Apple's iOS 14.3 introduces Privacy Nutrition Labels for apps sold at the App Store, and that's good for users, developers, and the enterprise.
Apple today is introducing iOS 14.3, and among a host of improvements, the upgrade introduces Privacy Nutrition Labels for apps sold at the App Store. This should be good for developers, enterprises, and users.
What are Privacy Nutrition Labels?
Apple announced Privacy Nutrition Labels at WWDC 2020. Under the scheme, developers selling apps on the App Store must explain the privacy practices of each one they sell. That means detailed information concerning what data they collect, why, and what they do with it must be provided to users in the form of what looks like a food nutrition label.
The idea is that users — including you and your employees — can engage in a deep review of the privacy practices of apps you may permit the use of on enterprise devices.
The scheme is only now being rolled out. Apple has asked developers to provide this information with their app since Dec. 8; while apps already available in the store don’t have to have it, as developers roll out updates, they’ll be expected to include where data is being used and in what category (including financial and personal data).

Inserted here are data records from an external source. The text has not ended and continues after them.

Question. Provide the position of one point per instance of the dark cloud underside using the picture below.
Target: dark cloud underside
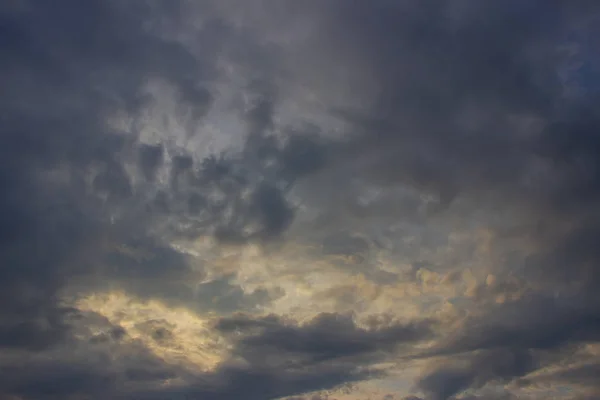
(343, 128)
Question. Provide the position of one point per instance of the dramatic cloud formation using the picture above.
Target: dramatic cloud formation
(302, 200)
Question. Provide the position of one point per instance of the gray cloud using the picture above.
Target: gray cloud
(466, 100)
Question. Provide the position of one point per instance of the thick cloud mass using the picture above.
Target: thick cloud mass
(306, 200)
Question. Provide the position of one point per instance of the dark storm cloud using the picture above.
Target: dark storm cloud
(326, 337)
(445, 85)
(499, 366)
(65, 69)
(285, 359)
(453, 79)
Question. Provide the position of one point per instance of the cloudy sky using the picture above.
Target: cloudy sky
(301, 200)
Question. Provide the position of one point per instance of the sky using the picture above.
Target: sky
(299, 200)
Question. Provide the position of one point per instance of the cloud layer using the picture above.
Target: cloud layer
(301, 200)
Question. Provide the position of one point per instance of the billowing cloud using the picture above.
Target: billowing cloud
(299, 200)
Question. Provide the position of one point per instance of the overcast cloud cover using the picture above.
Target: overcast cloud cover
(302, 200)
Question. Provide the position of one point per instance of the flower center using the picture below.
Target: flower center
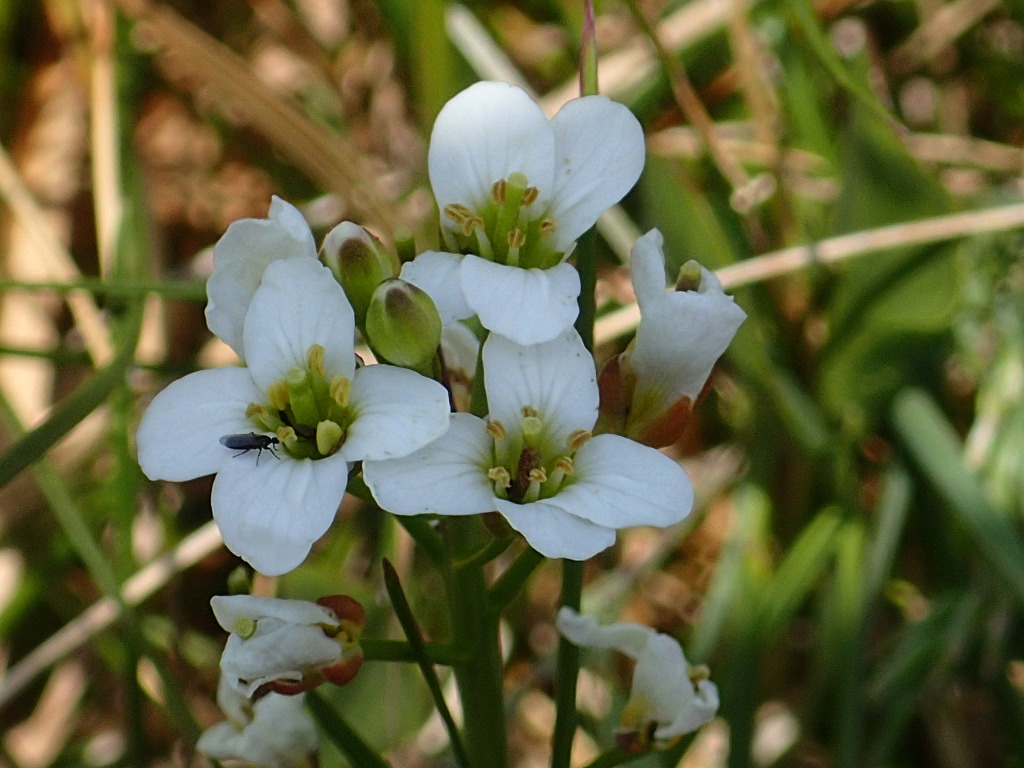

It’s not just third-party developers who must include such information. Apple is offering this information on pages for its own downloadable apps and also provides detailed privacy information on all its applications on its website.
Why it’s good for developers
Most developers gather little or no data. What information they do collect usually relates to app functionality and is often quite limited in scope — most of the time.

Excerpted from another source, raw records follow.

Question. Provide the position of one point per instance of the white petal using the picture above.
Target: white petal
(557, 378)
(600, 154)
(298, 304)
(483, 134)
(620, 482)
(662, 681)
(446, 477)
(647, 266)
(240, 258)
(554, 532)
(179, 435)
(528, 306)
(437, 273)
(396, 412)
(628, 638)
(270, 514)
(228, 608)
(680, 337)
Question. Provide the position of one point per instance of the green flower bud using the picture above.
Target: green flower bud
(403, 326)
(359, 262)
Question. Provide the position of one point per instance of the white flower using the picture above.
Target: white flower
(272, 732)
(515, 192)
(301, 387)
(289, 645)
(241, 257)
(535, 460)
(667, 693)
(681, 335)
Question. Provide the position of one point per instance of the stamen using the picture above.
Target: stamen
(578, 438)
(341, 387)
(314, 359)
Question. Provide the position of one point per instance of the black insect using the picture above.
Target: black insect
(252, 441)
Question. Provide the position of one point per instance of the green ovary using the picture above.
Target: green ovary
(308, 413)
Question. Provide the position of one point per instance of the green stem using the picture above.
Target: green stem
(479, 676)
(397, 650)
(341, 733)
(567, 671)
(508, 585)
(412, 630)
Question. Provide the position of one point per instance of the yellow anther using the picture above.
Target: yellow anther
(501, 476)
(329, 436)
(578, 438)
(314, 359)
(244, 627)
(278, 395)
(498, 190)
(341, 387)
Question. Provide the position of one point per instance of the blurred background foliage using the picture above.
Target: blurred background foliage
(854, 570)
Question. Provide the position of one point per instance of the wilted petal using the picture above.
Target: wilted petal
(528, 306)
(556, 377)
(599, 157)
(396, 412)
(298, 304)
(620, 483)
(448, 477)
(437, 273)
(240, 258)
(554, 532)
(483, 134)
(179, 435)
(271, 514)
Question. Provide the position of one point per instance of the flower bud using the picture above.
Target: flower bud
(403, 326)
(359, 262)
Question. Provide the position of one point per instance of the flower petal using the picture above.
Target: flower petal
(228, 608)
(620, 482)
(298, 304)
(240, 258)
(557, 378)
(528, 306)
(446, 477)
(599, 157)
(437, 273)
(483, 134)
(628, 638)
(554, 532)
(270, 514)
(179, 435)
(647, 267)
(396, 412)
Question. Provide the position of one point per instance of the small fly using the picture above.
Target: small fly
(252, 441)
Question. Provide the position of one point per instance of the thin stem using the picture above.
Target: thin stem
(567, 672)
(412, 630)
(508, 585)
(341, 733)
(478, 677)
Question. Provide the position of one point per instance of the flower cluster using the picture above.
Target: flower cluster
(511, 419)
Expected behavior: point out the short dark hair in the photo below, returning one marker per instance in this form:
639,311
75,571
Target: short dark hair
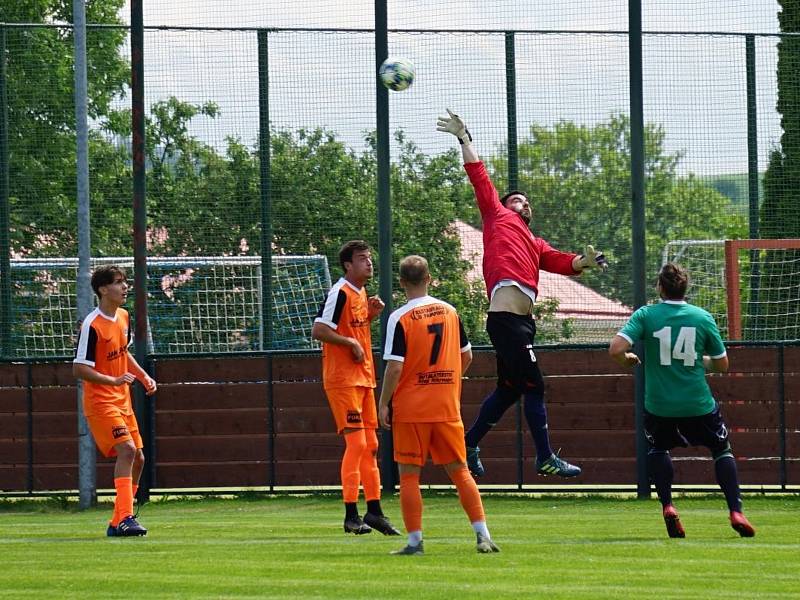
349,248
512,193
105,275
414,269
674,280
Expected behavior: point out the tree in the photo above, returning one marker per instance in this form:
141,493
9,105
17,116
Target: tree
780,211
41,114
578,181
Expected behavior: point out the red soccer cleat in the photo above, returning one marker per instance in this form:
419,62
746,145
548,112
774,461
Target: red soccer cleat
673,522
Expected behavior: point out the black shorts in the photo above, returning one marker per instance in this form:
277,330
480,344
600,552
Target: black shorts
665,433
512,336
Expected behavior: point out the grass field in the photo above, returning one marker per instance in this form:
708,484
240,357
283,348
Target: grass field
294,547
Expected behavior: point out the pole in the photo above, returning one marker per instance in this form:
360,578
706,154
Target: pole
752,179
388,471
6,345
142,404
638,224
87,467
266,189
511,110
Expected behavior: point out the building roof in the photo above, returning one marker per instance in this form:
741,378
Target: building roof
575,300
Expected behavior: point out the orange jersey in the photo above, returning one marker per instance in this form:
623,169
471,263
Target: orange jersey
427,336
103,345
345,310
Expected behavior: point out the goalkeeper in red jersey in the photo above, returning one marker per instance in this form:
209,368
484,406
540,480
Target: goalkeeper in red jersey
512,259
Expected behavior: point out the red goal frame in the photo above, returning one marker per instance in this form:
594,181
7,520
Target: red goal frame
732,248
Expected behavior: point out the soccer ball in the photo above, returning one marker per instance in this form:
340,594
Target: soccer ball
397,73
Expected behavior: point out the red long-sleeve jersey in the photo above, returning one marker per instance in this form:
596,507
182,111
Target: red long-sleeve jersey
510,250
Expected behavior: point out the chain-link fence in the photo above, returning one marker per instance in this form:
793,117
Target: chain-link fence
712,132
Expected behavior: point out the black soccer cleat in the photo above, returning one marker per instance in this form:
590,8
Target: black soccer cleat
380,523
557,466
486,545
357,526
740,523
130,527
409,550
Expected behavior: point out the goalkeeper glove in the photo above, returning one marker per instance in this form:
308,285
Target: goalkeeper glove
590,258
455,125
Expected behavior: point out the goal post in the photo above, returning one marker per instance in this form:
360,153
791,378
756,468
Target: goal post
733,276
751,287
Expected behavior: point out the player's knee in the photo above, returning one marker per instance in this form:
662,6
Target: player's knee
126,451
355,440
372,442
722,451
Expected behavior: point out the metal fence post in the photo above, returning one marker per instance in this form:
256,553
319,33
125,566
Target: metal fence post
264,156
6,346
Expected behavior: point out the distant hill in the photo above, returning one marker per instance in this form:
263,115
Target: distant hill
735,187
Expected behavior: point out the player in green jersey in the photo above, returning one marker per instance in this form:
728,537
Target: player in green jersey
681,342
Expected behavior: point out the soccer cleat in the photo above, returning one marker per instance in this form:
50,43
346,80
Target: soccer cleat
380,523
673,522
486,545
130,527
556,466
356,525
740,523
409,550
474,461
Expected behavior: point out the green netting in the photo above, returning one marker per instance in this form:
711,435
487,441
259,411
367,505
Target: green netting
569,67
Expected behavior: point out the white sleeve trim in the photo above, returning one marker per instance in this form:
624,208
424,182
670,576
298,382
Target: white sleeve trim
83,340
324,321
625,337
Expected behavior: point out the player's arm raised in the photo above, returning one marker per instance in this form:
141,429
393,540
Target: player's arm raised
455,125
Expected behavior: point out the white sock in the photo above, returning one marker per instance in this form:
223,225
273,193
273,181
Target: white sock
480,527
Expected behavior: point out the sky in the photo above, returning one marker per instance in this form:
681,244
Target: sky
694,86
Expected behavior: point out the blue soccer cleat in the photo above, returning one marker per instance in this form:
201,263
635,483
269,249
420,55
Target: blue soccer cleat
474,461
130,527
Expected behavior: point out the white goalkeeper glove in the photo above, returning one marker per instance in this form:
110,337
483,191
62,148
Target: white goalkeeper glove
455,125
590,259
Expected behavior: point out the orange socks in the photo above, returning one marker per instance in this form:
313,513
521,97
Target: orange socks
123,503
355,446
468,494
411,501
368,467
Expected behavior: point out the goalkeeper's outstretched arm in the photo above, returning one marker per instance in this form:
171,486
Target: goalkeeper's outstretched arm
455,125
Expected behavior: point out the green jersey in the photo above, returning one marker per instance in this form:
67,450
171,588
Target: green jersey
676,335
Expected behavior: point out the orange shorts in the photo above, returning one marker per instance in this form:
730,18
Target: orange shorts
110,431
443,441
353,408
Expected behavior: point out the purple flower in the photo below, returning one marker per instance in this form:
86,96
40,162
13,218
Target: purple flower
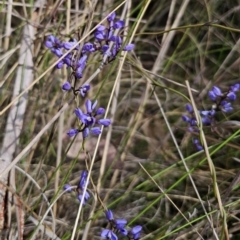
70,44
66,86
129,47
59,65
111,17
135,232
57,51
189,108
67,187
83,179
81,64
109,215
226,106
198,146
217,91
89,47
120,225
119,24
109,234
235,87
96,130
86,197
84,89
104,122
100,111
72,132
231,96
100,35
85,132
88,119
186,118
212,95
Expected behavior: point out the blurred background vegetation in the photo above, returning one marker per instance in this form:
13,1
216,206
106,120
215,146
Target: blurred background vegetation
175,41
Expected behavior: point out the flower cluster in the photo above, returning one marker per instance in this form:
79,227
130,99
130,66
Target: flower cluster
119,226
105,35
89,119
80,188
78,61
222,102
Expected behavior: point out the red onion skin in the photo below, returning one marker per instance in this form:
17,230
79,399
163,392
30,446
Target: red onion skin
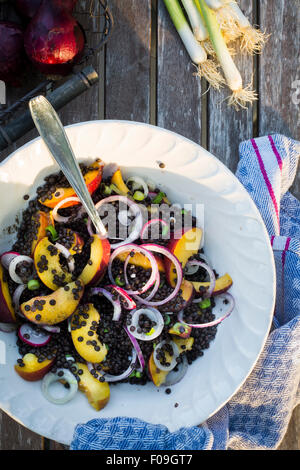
12,57
54,41
29,8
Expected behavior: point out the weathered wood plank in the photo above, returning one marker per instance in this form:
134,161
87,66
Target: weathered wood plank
178,90
13,436
128,62
226,126
279,70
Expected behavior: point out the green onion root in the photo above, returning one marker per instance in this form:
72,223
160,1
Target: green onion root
240,96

There are developers who collect vast amounts of data concerning their users, and sometimes this information extends far beyond app functionality. Almost without exception, you’ll find those developers complaining about Apple’s privacy focus are the same ones who harvest these vast quantities of data about you and your employees.
What has made things a little unequal is that smaller developers offering functionality that doesn't infringe on privacy have been limited in how they can explain this – particularly if what their app does is replicated by a less privacy-focused developer with a bigger marketing budget.
Apple’s Privacy Nutrition labels give developers who do respect user privacy a clear and visible way to express that commitment — there’s even a logo that shows when an app gathers no user data at all.
With a little luck, it’s possible those developers who have not considered user privacy until now may become more motivated to do so as users migrate to more privacy-conscious alternatives, changing how their apps work in order to regain space in the circle of trust.
Why it’s good for users
Apple has tried to make it easier to surface this kind of information by, for example, making it possible to review specific permissions granted to apps to use the camera and microphone on your device(s). However, even this insight doesn’t provide a sufficiently complete picture to enable users to make smart choices around privacy protection.
App Privacy labels change this.
Now a user can see at a glance what an app's privacy practices might be. This gives them a chance to reject apps that ask too much, and a credible way to identify which ones that respect user privacy are available for what they need to get done.
This puts users in control of their own digital destiny.
Why it’s good for enterprises
Assuming your business isn’t concerned with making money through the exploitation of user information gathered by apps, data harvesters, and data brokers, then a move to Privacy Nutrition Labels should be good for you, too.
When it comes to reviewing apps for use on your private enterprise networks or using hardware that relates to your business, IT now has a credible source of trusted information to help sign off on an app’s privacy practices.
Privacy Labels will make it much easier for your business to approve applications your users can install on enterprise-related machines, which in itself may help protect your business against increasingly sophisticated hacks and cyberattacks.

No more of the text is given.